Sesaat setelah membuka mata, aku melihat pohon apel berbuah ranum,
tepat di depan jendela kamar. Seandainya aku dapat memetik pohon apel itu, gumamnya.
Dalam sekedip mata, tiba-tiba saja beberapa buah apel melesat masuk ke dalam
kamar, dua di antaranya sempat mengenai kepala. Sampai aku terjatuh saat mencoba
menangkisnya dengan lengan. Hingga terdengar bunyi gedebuk di lantai yang
terbuat dari papan ini. Diakhiri suara mengaduh dari mulutku.
Terdengar langkah Paman Larry yang tergesa menaiki tangga.

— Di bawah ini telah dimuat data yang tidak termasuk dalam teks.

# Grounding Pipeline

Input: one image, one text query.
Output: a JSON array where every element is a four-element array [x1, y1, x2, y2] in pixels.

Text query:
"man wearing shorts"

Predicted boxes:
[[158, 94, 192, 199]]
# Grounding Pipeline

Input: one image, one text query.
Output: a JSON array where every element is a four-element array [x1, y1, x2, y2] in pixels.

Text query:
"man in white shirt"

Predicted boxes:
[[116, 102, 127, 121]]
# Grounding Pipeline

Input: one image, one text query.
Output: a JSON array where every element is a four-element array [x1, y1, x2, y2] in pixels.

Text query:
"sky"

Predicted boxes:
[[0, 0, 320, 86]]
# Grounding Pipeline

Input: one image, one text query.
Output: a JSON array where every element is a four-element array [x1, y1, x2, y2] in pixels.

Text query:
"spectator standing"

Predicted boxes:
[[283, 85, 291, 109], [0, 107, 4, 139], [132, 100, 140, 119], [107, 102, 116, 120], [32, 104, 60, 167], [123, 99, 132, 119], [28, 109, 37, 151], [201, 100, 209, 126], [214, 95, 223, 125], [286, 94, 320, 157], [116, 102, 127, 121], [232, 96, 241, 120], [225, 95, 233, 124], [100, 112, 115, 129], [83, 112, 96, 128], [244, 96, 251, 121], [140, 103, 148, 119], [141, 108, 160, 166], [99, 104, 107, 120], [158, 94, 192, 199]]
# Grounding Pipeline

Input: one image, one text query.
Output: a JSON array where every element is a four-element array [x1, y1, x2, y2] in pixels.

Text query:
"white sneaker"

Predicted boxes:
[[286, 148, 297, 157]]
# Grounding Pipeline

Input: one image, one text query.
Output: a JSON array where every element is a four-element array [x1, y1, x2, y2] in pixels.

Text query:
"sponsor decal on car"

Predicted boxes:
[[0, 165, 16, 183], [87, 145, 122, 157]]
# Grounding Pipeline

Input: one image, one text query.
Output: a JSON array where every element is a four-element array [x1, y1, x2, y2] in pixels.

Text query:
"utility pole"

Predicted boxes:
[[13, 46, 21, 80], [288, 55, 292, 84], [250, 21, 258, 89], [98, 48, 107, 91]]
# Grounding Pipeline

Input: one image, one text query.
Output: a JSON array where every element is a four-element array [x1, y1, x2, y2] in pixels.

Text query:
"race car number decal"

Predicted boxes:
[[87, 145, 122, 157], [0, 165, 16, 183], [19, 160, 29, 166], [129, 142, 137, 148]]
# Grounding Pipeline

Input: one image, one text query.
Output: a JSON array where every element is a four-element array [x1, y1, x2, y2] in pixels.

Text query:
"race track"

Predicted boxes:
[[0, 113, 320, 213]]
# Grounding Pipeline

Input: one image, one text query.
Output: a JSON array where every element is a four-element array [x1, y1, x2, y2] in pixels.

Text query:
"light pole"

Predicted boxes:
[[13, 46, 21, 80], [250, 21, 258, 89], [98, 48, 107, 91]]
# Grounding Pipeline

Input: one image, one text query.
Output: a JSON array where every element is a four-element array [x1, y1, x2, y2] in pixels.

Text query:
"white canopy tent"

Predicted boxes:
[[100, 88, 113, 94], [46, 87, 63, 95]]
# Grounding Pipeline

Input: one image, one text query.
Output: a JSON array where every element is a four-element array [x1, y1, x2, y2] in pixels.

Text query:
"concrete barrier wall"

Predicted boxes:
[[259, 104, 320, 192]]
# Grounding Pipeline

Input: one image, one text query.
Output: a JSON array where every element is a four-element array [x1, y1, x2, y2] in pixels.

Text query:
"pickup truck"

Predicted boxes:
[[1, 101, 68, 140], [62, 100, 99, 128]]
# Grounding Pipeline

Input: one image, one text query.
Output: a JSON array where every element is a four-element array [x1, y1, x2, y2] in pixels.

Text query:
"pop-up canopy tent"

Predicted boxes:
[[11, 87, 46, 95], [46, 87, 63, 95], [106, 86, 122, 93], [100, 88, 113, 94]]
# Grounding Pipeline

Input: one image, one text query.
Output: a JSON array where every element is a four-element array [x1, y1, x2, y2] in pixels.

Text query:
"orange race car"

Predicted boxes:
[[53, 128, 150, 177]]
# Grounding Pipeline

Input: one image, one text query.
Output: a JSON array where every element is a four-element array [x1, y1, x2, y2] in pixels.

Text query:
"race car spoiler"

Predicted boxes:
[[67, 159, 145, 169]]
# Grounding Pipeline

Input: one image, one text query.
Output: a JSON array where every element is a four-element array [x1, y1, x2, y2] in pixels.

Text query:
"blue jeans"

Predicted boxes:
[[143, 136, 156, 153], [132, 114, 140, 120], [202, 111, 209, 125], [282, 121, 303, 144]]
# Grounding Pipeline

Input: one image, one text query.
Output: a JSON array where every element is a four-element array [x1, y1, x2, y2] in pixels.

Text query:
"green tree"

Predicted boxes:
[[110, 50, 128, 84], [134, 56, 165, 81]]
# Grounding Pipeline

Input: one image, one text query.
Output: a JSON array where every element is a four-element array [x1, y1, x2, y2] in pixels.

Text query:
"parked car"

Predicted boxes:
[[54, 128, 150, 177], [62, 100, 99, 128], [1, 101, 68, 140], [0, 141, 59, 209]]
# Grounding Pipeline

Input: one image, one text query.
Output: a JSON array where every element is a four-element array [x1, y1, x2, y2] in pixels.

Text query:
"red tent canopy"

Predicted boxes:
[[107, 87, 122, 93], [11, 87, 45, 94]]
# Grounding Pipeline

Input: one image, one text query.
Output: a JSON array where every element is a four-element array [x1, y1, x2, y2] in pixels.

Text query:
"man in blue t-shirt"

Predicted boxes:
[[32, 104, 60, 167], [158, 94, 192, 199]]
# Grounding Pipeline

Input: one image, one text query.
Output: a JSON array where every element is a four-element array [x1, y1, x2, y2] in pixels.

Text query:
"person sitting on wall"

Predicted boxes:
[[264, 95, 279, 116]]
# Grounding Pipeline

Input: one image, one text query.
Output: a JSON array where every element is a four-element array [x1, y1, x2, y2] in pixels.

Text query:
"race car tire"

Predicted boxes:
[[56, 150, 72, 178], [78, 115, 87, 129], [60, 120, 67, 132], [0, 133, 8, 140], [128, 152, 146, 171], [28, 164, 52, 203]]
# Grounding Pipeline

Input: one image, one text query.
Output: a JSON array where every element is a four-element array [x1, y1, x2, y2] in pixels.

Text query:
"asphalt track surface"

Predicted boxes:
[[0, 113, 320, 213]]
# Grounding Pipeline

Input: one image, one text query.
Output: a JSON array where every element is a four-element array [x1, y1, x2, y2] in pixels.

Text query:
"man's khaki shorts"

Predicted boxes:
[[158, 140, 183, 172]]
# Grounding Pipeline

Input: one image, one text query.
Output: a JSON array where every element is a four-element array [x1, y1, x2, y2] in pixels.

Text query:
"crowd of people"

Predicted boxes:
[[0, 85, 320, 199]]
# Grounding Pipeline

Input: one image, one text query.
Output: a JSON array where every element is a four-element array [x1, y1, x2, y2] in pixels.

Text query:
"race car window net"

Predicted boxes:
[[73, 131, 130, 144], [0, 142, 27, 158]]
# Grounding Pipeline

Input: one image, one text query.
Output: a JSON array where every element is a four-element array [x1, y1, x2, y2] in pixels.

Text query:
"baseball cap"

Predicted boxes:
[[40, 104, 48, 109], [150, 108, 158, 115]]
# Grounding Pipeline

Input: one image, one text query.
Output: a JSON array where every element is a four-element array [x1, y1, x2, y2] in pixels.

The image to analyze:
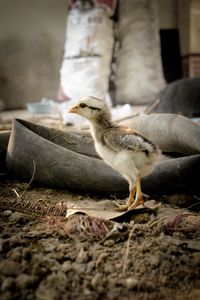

Lalu menyerbu masuk ke dalam kamar, ”Ada apa, Lara?”
ia berseru, sambil mengetuk pintu beberapa kali, “Lara?”
“Paman, aku … emhh, apel ini … .”
Sebelah tangan membuka pintu dan tangan satunya mengusap kepala
seraya memasang tampang merengut.
“Bukankah sudah Paman bilang, Young Lady, hati-hati dengan
kekuatanmu, juga pikiranmu,” suaranya sedikit membentak dan membuatku
terperanjat.
“Maaf, tapi aku … .”
“Paman tidak mau tahu, sekarang rapikan kamarmu, tanpa kekuatan
apapun!” ia kembali menegaskan.
“Baiklah, ” aku menyeret langkah sambil meringis kesakitan.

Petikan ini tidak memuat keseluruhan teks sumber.